É só fazer um levantamento histórico do controle conservador no mundo, as ditaduras do cone sul por exemplo, coordenadas e financiadas por entes estrangeiros. Já o terceiro ministério é o Ministério da Paz, responsável pelas questões de guerra. 



Mas não era o futuro exatamente dos anos 1980, vemos a influência dessas novas tecnologias, como grandes televisores e hologramas na adaptação do filme (algo que não tinha exatamente no livro), o filme puxou uma influência de Europa e do Reino Unido pós Segunda Guerra, onde a escassez de recursos e alimentos gerou uma paranoia junto com a formação de novos Estados e países que agora teriam que conviver em uma forma pacífica. 


Orwell viveu na pobreza entre Londres e Paris enquanto escrevia sua autobiografia sobre pobreza e injustiças sociais antes de atingir sucesso literário. Ele era contra uma prosa eloquente que não se explicava em sentido, ou seja, era fã da simplicidade e da objetividade em um texto. 


No super vigiado Estado da Oceania e sob constante vigilância da polícia, Winston Smith trabalha em um pequeno cubículo do "Departamento da Verdade", reescrevendo a história ditada pelo partido e por seu líder supremo, o olho que tudo vê, a figura mitológica e representativa, que nunca aparece na realidade para além de sua imagem em hologramas que passam em todos os lugares, televisões, outdoors, posters de propaganda, e principalmente na 'Praça da Vitória' onde o povo se reúne para saudar o partido e ver vídeos de guerras correntes. 


Parsons, seu amigo e vizinho parece contente em seguir as leis do Estado, mas Winston perseguido por memórias de infância ruins e por desejos carnais latentes. Sua vida muda quando conhece uma jovem mulher chamada Julia que trabalha na impressão do departamento, e mantem um diário com seus sentimentos e questionamentos em relação as verdades universais ditadas pela sociedade. 



Na primeira vez que eles se encontram em um lugar distante do centro, depois passam a se encontrar em um hotel secreto escondido por um comerciante de antiquários de objetos e que ajuda ele a encobrir seu caso.  Eles compram comidas proibidas e supérfluos comprados no mercado negro e dividem segredos. O caso deles acabou quando a polícia do pensamento fez uma operação para prender eles dois, revelando que tinha já uma tela que filmou eles, que são levados ao ministério do amor para ser interrogados e depois "reabilitados" de maneira separada.
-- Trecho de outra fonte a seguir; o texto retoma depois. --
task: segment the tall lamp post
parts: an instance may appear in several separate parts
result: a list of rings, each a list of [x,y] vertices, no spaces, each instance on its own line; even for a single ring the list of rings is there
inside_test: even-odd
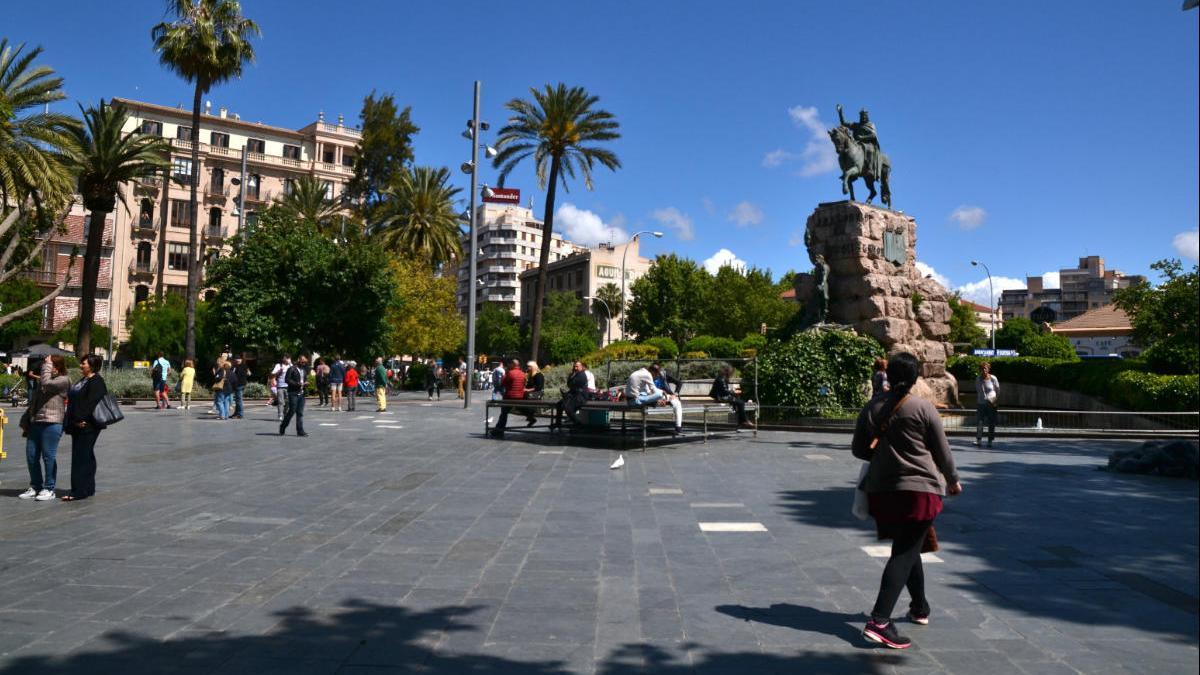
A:
[[[995,292],[995,290],[992,289],[992,271],[988,269],[987,265],[979,262],[978,260],[972,260],[971,265],[973,265],[975,267],[982,267],[983,271],[987,272],[987,277],[988,277],[988,314],[991,315],[991,319],[992,319],[992,356],[994,357],[994,356],[996,356],[996,292]]]
[[[662,232],[655,232],[653,230],[642,230],[641,232],[634,232],[633,236],[629,238],[629,241],[625,242],[625,250],[621,251],[621,339],[622,340],[625,339],[625,321],[626,321],[625,315],[627,314],[627,312],[625,311],[625,307],[626,307],[626,305],[628,305],[628,302],[625,300],[625,256],[627,256],[629,254],[629,245],[632,244],[633,242],[637,241],[638,237],[642,236],[643,234],[652,234],[652,235],[654,235],[655,239],[662,239],[662,236],[663,236]]]
[[[475,99],[472,106],[471,119],[467,120],[467,130],[462,134],[463,138],[471,142],[471,159],[468,162],[464,162],[461,167],[463,173],[471,175],[471,252],[467,256],[470,260],[470,276],[467,277],[468,279],[475,279],[477,277],[476,265],[479,254],[479,228],[477,227],[479,214],[475,209],[475,199],[479,192],[479,148],[483,147],[488,157],[496,156],[495,148],[482,145],[479,142],[479,132],[488,130],[488,123],[479,120],[479,87],[479,80],[475,80]],[[491,192],[491,189],[486,186],[484,186],[484,190],[489,193]],[[463,388],[464,408],[471,407],[471,387],[475,385],[475,294],[477,291],[473,282],[467,284],[467,293],[469,294],[467,298],[467,372],[465,375],[467,386]]]
[[[585,295],[585,296],[583,296],[583,299],[591,300],[592,302],[598,302],[598,303],[604,305],[604,313],[608,315],[608,321],[604,322],[604,327],[607,329],[606,332],[608,333],[608,342],[611,344],[612,343],[612,308],[608,306],[608,303],[604,301],[604,298],[597,298],[594,295]]]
O'Brien (o conhecido ator britânica Richard Burton em seu final papel) que era alguém que Smith já desconfiava de antes, passa a torturar ele para ensinar os princípios do doublethink (o duplipensar), que significa a prática de pensar em duas formas de pensamento contraditórias e articuladas simultaneamente), onde Winston na sala 101, onde ele é informado que vai ser torturado com seu pior medo (no caso dele, ratos), daí ele renuncia ao amor por Julia e termina subjugado por seus pensamentos de rebeldia anteriores. 
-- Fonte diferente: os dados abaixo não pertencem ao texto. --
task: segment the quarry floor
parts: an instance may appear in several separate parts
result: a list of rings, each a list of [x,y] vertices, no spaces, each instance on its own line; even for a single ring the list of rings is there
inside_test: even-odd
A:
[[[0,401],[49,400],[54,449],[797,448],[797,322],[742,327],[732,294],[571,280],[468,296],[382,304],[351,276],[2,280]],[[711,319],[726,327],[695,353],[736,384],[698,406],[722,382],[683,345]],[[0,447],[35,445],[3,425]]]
O que se destaca da adaptação de diferenciado é a atuação de John Hurt (muito fiel ao clima do livro), os locais de filmagem foram os arredores de Londres, usando reais edifícios, a estética mirava em reproduzir o incsoc através da imitação do estilo geral das propagandas do realismo soviético (corrente do marketing político em alta na época). A música da trilha-sonora do filme é composta por Annie Lennox e David A. Stewart do grupo Eurythmics. 
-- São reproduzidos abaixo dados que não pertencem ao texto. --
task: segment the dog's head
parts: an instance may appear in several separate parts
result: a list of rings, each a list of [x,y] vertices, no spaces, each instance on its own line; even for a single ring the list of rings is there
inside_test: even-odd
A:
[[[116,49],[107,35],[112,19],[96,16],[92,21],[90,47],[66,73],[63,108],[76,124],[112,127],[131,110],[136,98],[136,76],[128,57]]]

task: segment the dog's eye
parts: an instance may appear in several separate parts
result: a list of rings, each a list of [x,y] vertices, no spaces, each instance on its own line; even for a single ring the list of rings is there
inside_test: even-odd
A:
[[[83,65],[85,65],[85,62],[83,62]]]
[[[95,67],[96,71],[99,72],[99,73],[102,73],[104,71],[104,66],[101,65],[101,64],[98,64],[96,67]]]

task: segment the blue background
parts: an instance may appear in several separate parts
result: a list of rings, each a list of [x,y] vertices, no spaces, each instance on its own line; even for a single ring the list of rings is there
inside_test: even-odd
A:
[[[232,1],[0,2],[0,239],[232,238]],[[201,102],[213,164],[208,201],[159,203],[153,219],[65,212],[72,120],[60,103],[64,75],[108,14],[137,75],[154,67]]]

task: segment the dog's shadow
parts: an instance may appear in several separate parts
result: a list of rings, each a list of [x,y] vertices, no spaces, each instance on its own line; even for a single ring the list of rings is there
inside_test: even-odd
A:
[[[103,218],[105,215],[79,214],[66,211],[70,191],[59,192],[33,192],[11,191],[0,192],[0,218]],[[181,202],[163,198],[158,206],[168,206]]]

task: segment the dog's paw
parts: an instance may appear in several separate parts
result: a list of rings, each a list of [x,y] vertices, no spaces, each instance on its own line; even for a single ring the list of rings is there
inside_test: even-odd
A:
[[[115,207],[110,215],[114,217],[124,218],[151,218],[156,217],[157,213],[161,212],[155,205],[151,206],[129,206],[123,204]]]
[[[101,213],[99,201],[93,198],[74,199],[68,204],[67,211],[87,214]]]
Muitos consideram a ideia de vigilância e controle como algo que veio da literatura fisiocrata, com a ideia de felicidade para a maioria, a ideia do Pan-óptico como a nova tecnologia das prisões dentro do século XVIII mostra na história e na tradição onde essas ideias de controle se originaram e isso ocorreu nas prisões primariamente.


Winston volta para o Chestnut Tree Café, onde ele tinha  visto antes Jones, Aaronson e Rutherford (acusados de crime de pensamento, mas que já haviam sido membros internos do partido), eles foram vaporizados e considerados "não pessoas". 


Ele encontra Julia de novo e eles refletem sobre como eles foram separados. Depois ele assiste um vídeo onde ele confessava seus "crimes" para enquanto pedia perdão para a população. No fim, as notícias diziam que mais uma vez a guerra mundial de forças da Oceania no Norte da África, mesmo reduzido como homem e pessoa, Winston olha a imagem do Big Brother, e olha para sua amada e sussurra "eu te amo", no livro, ela é quem entrega o bilhete dizendo isso.